Spenser Confidential Review: Berg & Wahlberg Worst Film To Date

Director Peter Berg and Mark Wahlberg have built quite the relationship over the last few years. The duo has come together to create several critically acclaimed films such as Lone Survivor, Deepwater Horizon, and Patriots Day. However, after the lackluster Mile 22, the duo decided to take their talents to Netflix in hopes of creating a franchise for the streaming platform. 

Netflix

Spenser Confidential is the latest effort from Mark Walberg’s Closest to the Hole production. A film is based on Ace Atkins’ novel Wonderland with Wahlberg’s classic Boston seasoning. Those under the age of 35 have likely never heard of Robert B. Parker’s detective novels called “Spenser”  or the 1980s TV show “Spenser: For Hire” which Spenser Confidential was loosely based on. You can’t help but wonder if Berg’s and Wahlberg’s chemistry has all dried up.

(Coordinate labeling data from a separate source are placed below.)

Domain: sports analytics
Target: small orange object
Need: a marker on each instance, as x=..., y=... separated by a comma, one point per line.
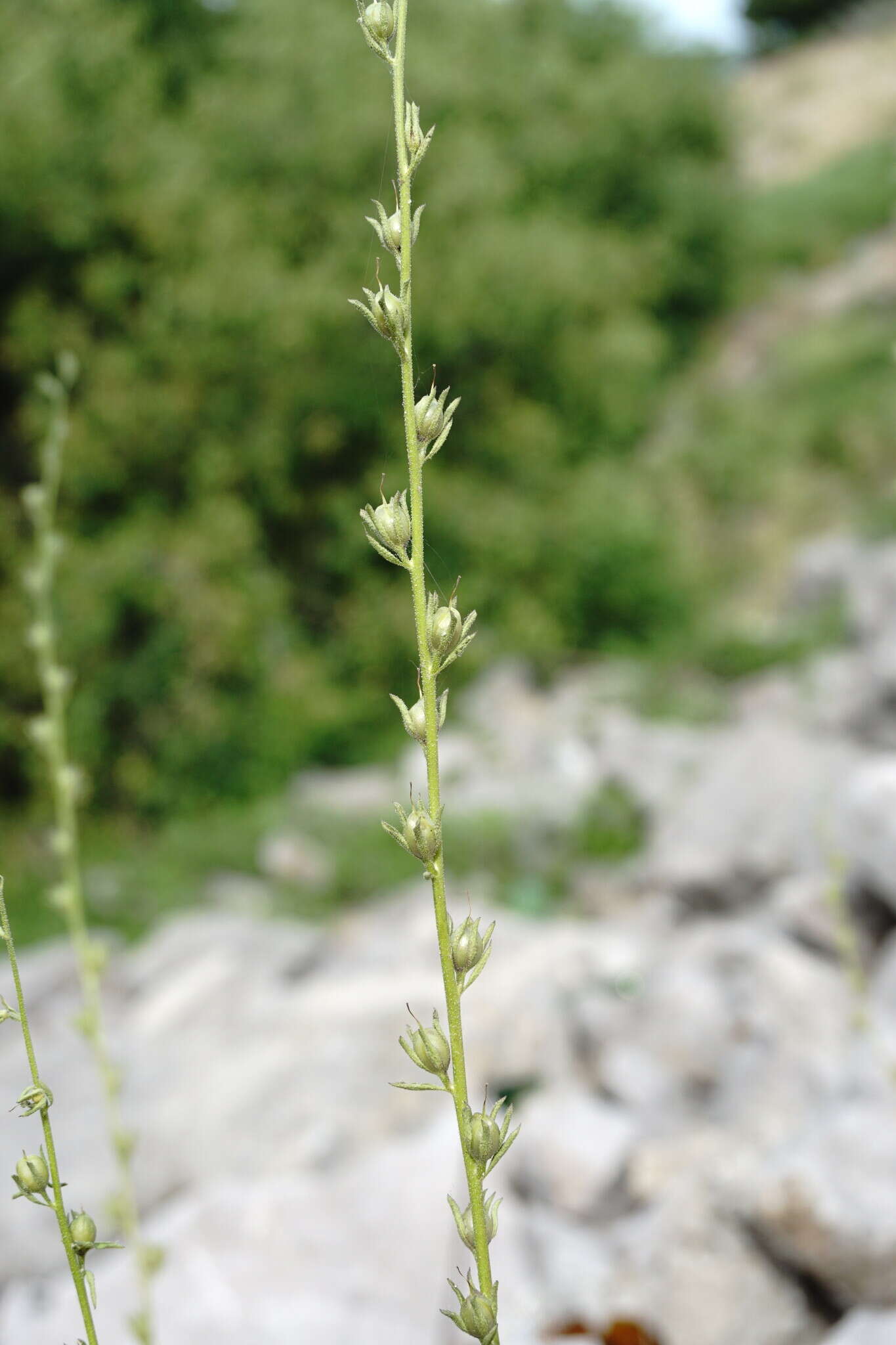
x=628, y=1333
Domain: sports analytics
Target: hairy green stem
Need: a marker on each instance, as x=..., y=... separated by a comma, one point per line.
x=89, y=957
x=72, y=1256
x=427, y=674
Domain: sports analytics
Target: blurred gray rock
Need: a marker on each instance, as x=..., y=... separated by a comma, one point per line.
x=571, y=1151
x=295, y=858
x=864, y=1327
x=757, y=808
x=825, y=1201
x=870, y=826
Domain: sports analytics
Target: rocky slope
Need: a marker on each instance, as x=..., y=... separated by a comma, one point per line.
x=702, y=1051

Wahlberg stars as the protagonist Spenser, an ex-cop fresh out of a five years prison sentence for the assault of his former captain John Boylan. Spenser is ready to leave Boston in his past and move to Arizona to be a truck driver. His plans are thrown out the window when Boylan is brutally murdered and another cop is blamed for his murder. Spenser is forced to investigate the case after he is eyed as one of the top suspects. Spenser enlists the help of his boxing mentor (Alan Arkin), a hotheaded roommate (Winston Duke), and his ill-tempered ex-girlfriend (Iliza Shlesinger) in a desperate attempt to clear their names and solve the case of a massive corruption scandal. 

Netflix

Spenser Confidential has all the ingredients to be a good run of the mill action comedy but screws up chemistry and narrative storytelling. For a film that is based on a novel, much of the 1st act plays out like a book with chapters that are placed out of order. The erratic storytelling begins with a flashback about how Spenser ended up in prison with no context. He later returns home with a city and police force that hates him. Then, the film detours into a crime mystery without establishing any of Spenser’s supporting cast so when they do, the audience is already detached from the central story. 

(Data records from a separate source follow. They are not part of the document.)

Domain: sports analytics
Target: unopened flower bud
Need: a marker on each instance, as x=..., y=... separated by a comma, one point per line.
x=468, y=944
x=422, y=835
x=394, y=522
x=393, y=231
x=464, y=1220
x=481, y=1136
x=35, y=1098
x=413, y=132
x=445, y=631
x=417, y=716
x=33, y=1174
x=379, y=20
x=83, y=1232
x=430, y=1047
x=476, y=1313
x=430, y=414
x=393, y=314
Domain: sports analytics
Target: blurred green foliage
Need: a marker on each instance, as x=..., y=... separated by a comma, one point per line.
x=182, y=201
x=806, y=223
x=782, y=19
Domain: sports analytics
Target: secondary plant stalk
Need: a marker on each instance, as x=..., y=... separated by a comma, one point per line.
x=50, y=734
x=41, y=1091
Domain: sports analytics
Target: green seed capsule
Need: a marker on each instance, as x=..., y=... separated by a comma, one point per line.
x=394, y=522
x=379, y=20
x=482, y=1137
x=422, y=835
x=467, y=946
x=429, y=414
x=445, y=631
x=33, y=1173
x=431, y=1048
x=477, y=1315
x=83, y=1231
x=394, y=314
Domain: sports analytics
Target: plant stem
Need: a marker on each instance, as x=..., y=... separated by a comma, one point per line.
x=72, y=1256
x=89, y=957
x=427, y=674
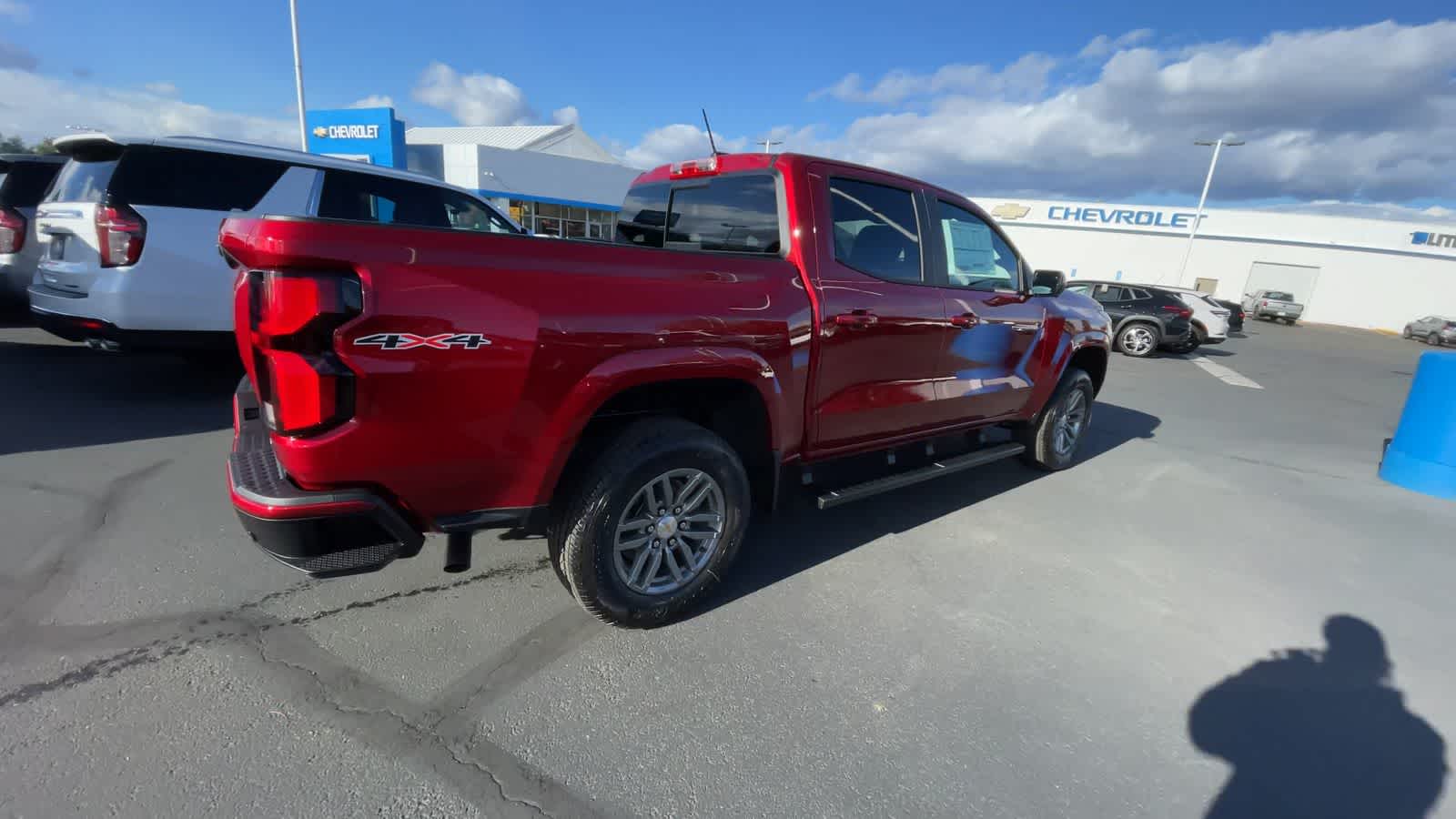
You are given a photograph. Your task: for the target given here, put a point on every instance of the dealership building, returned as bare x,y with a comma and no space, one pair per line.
1365,273
555,179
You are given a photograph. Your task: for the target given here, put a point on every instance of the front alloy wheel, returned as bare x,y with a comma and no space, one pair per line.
1138,339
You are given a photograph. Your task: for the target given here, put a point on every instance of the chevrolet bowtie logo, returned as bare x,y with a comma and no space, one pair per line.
1009,210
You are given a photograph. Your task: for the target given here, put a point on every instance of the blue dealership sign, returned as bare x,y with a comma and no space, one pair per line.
359,133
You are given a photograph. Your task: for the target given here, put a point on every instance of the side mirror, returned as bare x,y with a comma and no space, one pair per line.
1047,283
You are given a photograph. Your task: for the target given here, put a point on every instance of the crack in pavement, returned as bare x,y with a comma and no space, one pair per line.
174,644
430,734
35,591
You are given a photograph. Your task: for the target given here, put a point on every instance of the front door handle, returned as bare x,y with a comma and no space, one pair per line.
856,318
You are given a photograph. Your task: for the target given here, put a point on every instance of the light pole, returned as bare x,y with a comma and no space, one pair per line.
1218,146
298,73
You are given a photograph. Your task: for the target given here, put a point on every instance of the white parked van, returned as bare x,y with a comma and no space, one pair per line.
130,228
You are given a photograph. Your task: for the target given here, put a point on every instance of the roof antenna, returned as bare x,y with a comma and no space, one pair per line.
711,143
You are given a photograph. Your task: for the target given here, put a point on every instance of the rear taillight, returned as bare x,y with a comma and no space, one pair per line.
120,235
12,230
302,382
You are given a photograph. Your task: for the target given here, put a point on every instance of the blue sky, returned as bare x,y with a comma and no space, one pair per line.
631,75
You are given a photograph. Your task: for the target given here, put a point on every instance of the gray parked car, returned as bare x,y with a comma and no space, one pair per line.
1433,329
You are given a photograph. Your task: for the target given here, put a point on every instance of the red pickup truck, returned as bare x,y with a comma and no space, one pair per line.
633,398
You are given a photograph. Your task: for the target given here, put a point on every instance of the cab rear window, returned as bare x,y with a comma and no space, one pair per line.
735,213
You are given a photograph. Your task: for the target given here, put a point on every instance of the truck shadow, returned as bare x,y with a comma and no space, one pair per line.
800,537
63,395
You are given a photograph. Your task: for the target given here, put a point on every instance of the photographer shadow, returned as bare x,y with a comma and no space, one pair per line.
1320,733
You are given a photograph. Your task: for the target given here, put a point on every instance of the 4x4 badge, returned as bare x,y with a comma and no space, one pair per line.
410,339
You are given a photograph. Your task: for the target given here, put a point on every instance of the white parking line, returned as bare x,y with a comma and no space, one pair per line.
1225,373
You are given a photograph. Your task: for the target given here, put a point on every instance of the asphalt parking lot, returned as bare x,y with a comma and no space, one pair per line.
997,643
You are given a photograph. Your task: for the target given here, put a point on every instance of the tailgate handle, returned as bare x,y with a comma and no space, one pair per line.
856,318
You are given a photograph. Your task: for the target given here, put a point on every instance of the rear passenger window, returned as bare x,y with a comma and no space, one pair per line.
875,229
737,213
198,179
644,216
368,197
82,181
26,182
979,258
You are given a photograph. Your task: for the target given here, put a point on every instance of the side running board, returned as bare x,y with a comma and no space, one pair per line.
912,477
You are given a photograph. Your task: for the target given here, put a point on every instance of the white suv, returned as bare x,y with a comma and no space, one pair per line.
1210,319
24,181
131,229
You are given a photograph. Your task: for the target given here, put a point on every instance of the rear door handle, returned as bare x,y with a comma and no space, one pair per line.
856,318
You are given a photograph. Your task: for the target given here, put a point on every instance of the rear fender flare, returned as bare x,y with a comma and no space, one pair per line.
638,368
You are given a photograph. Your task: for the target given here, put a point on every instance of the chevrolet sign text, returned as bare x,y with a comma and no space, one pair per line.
1120,216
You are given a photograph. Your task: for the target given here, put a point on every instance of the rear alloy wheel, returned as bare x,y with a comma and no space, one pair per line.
654,522
1138,339
1052,442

Despite being on the poster as Wahlberg’s partner in crime, Winston Duke’s character of Hawk is under-developed and completely out of place in the film. Hawk is introduced as Spenser’s roommate and an up and coming MMA fighter but that is where the character development ends. As the film processes, Hawk’s character fades out of the story and feels shoehorned in when he returns. They set up character traits for Hawk that never pay off and the lack of chemistry between the two highlights some of the film’s biggest issues in telling an engaging story. 

Netflix

Another out of place character is Iliza Schlesinger’s Cissy who plays a  textbook masshole, strong Boston accent and all. Cissy is introduced early on as Spenser’s crazy ex but offers nothing else outside of that plot point. As the story progress, once again Cissy takes a back seat to the plot, disappearing from the film until it’s time for a oddly placed sex scene that offers nothing to anyone invloved. The savior of the film is Alan Arkin who plays a stubborn old boxing coach and Spenser’s only friend. Akrin’s acting is so far ahead of his co-stars, he sticks out like a sore thumb in a good way.

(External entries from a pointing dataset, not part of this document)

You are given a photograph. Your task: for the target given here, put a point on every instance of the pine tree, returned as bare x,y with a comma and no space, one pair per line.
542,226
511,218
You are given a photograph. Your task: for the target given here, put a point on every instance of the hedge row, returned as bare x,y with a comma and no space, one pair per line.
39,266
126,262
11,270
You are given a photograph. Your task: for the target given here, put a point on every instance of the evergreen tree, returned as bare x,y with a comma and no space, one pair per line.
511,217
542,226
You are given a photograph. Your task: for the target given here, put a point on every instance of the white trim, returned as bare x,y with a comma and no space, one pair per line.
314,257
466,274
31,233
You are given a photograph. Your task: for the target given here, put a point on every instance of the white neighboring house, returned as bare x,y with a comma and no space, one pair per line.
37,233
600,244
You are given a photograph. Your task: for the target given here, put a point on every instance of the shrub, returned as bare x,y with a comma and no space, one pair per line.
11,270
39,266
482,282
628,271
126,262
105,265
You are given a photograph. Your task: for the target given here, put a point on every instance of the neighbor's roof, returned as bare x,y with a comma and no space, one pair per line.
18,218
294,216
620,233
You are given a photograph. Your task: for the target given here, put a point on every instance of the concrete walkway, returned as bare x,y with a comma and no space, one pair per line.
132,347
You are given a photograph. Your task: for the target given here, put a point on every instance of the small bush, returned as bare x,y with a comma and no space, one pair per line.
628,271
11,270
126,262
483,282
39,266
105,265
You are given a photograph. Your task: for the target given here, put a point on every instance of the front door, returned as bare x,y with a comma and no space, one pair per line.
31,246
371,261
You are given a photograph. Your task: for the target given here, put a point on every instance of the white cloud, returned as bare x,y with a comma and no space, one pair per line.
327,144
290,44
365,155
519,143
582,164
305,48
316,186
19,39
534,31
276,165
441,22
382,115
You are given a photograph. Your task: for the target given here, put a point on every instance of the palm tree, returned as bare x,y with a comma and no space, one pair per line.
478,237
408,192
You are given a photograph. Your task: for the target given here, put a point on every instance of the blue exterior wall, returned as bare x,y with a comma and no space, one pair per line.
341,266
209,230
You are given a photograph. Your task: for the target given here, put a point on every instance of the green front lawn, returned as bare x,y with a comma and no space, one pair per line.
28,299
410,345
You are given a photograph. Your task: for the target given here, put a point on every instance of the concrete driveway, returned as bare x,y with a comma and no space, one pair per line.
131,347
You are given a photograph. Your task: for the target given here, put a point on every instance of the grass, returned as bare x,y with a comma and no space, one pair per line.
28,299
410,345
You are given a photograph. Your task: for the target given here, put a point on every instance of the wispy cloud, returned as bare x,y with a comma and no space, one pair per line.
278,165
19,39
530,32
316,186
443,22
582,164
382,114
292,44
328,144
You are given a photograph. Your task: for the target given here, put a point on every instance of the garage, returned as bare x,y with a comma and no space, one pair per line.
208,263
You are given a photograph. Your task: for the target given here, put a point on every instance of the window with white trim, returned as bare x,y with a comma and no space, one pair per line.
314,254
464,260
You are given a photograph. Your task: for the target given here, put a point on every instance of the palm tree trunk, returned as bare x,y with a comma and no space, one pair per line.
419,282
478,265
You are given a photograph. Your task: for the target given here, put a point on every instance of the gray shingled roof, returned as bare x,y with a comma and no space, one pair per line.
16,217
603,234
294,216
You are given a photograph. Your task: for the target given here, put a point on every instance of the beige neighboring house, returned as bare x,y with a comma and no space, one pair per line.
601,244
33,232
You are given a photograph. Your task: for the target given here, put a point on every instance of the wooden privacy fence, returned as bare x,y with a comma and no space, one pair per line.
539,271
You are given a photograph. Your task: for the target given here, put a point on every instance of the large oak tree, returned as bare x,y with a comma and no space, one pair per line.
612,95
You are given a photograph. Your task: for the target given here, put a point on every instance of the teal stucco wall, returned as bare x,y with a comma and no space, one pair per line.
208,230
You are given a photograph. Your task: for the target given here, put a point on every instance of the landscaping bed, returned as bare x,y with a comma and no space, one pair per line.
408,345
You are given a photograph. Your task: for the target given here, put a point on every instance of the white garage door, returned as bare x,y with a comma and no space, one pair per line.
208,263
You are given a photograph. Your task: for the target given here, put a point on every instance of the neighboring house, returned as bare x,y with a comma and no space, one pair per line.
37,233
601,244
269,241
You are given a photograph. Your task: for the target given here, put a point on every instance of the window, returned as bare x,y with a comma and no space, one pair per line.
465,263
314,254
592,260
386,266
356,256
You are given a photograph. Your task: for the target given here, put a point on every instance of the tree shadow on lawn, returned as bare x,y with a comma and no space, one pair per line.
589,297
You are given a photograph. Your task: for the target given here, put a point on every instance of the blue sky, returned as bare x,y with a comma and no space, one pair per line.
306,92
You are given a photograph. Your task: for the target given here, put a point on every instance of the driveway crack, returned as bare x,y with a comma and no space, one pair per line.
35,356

The poor characters are only magnified by a convoluted story. The twists and turns of this “whodunit” are telegraphed far too early in the story leaving little doubt to who the bad guys are. Making the lack of surprise worse, the lack of depth behind our villain’s motivation makes them cartoonish and one note in execution. In a film filled with stereotypes, you would hope that there would be enough fun to match a whacky B movie adventure but Spenser Confidential doesn’t deliver that. 

Netflix

Spenser Confidential is guilty of criminally underutilizing its talent and telling a story that barely seems fit for a run of the mill streaming service.